Of the total capital expenditure, $212.3 billion (or about 90%) will be invested in Brazilian projects, with the remaining portion going to overseas ventures. The Rio de Janeiro-based firm has earmarked the lion’s share of the funds (approximately 53%) for upstream activities, while 33% of the capital will be spent on downstream projects (refining, transport and marketing).
Petrobras plans to finance the massive investment with $165 billion in operational earnings (based on an average price of oil of $80 per barrel), supplemented by a capital infusion of $58 billion.
Under the new investment plan, Petrobras hopes to ramp up production from the current 2.5 million barrels of oil equivalent per day (MMBOE/d) to 3.9 MMBOE/d in 2014 and 5.4 MMBOE/d in 2020. The targeted rise in output will be driven by the company’s attractive portfolio of deep and ultra-deep reservoirs lying below the Espírito Santo, Campos and Santos basins in deep and ultra-deep water. Petrobras is the operator in most of these exploration areas, and holds interests ranging from 20% to 100%.

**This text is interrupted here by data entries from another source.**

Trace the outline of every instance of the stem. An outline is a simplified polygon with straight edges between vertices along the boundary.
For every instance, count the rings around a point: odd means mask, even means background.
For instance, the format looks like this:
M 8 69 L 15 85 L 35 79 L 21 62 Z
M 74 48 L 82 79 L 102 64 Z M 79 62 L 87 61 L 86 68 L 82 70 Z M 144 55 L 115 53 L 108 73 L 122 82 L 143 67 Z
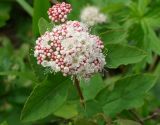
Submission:
M 139 122 L 141 125 L 144 125 L 143 120 L 133 110 L 129 110 L 129 112 L 135 117 L 137 122 Z
M 82 94 L 82 91 L 81 91 L 81 88 L 80 88 L 80 85 L 79 85 L 79 80 L 77 79 L 76 76 L 74 76 L 74 84 L 75 84 L 77 92 L 80 96 L 80 102 L 81 102 L 82 106 L 85 108 L 84 97 L 83 97 L 83 94 Z
M 155 119 L 159 116 L 160 116 L 160 110 L 158 109 L 157 111 L 153 112 L 151 115 L 144 118 L 143 121 L 148 121 L 148 120 L 151 120 L 151 119 Z
M 158 113 L 157 113 L 157 112 L 153 113 L 153 114 L 150 115 L 150 116 L 147 116 L 145 119 L 143 119 L 143 121 L 147 121 L 147 120 L 153 119 L 153 118 L 156 117 L 156 116 L 158 116 Z

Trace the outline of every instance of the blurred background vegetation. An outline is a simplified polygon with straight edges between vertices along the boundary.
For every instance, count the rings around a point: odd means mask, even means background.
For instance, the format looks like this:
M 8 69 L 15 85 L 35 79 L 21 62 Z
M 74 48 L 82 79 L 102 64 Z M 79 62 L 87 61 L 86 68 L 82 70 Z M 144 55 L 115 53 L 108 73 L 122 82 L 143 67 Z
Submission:
M 106 84 L 133 72 L 160 74 L 160 0 L 66 2 L 73 6 L 73 12 L 69 17 L 72 20 L 79 20 L 83 7 L 98 6 L 109 16 L 110 23 L 93 27 L 94 34 L 100 34 L 105 43 L 130 44 L 142 48 L 149 55 L 147 60 L 140 63 L 107 69 L 104 76 L 107 78 L 104 80 Z M 47 71 L 35 70 L 42 67 L 37 66 L 32 56 L 35 39 L 39 36 L 38 20 L 41 17 L 48 20 L 47 10 L 51 4 L 48 0 L 0 0 L 0 123 L 7 121 L 8 125 L 71 125 L 70 117 L 68 119 L 55 115 L 33 123 L 20 121 L 21 110 L 31 90 L 37 82 L 46 77 Z M 71 112 L 71 116 L 76 115 L 76 111 L 67 110 L 66 112 Z M 144 105 L 136 109 L 136 112 L 140 117 L 152 117 L 146 120 L 145 125 L 160 125 L 160 115 L 157 115 L 160 114 L 160 77 L 145 97 Z M 119 114 L 117 119 L 121 116 L 127 116 L 128 119 L 136 117 L 130 116 L 127 111 Z M 138 125 L 127 122 L 129 121 L 120 120 L 117 125 Z M 81 124 L 85 125 L 79 122 L 79 125 Z

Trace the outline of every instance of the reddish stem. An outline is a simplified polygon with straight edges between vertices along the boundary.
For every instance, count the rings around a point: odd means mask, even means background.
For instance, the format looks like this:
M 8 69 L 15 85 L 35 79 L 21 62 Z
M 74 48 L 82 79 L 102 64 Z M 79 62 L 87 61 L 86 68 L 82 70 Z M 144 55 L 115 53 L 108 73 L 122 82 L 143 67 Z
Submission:
M 80 96 L 80 102 L 81 102 L 82 106 L 85 107 L 84 97 L 83 97 L 83 94 L 82 94 L 82 91 L 81 91 L 81 88 L 80 88 L 80 85 L 79 85 L 79 80 L 77 79 L 76 76 L 74 77 L 74 84 L 75 84 L 77 92 Z

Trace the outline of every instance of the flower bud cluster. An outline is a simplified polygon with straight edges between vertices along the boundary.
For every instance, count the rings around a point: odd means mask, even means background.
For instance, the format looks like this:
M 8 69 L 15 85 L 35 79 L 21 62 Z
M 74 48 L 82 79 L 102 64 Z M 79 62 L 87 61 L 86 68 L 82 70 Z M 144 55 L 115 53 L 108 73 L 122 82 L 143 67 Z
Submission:
M 65 2 L 57 3 L 48 10 L 49 19 L 53 22 L 65 22 L 67 15 L 71 12 L 72 8 L 70 4 Z

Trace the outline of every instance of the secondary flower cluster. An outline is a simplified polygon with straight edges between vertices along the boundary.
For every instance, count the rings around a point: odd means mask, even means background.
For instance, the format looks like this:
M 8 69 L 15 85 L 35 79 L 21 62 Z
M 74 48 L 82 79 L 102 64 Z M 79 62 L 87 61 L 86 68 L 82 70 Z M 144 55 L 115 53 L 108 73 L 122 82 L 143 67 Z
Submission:
M 36 40 L 34 56 L 38 64 L 49 67 L 53 72 L 90 78 L 106 63 L 103 48 L 103 42 L 91 35 L 85 24 L 66 21 Z
M 54 22 L 65 22 L 67 19 L 67 14 L 71 12 L 72 8 L 70 4 L 65 2 L 57 3 L 56 5 L 52 6 L 48 10 L 49 19 Z
M 88 6 L 81 12 L 81 21 L 93 26 L 97 23 L 104 23 L 107 21 L 107 16 L 100 12 L 99 8 L 95 6 Z

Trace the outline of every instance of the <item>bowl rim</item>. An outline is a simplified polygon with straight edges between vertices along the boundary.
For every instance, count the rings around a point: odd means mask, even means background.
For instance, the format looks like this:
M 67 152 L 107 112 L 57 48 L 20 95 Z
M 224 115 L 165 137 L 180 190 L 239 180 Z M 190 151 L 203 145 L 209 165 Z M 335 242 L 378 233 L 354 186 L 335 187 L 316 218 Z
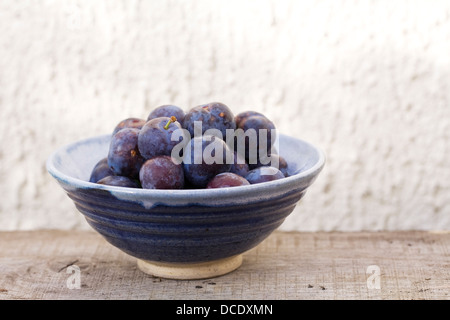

Brazil’s largest company further reiterated that it expects the two Gulf of Mexico (GoM) fields (Cascade and Chinook) to start production in the second half of 2010. Petrobras said that it was still unclear as to the effects of the GoM drilling moratorium on the company’s costs.
In a separate development, Petrobras announced the purchase of a 49% stake in a new ethanol joint venture with sugar producer Sao Martinho group. As per the $238.5 million deal, Petrobras’ biofuels unit, Petrobras Biocombustíveis S.A. (PBio), will acquire a stake in Sao Martinho’s wholly-owned subsidiaries – Usina Boa Vista S.A. and SMBJ Agroindustrial S.A. – both located in the central state of Goias. The strategic alliance will result in the creation of a new company, Nova Fronteira Bioenergia, which will control the two plants.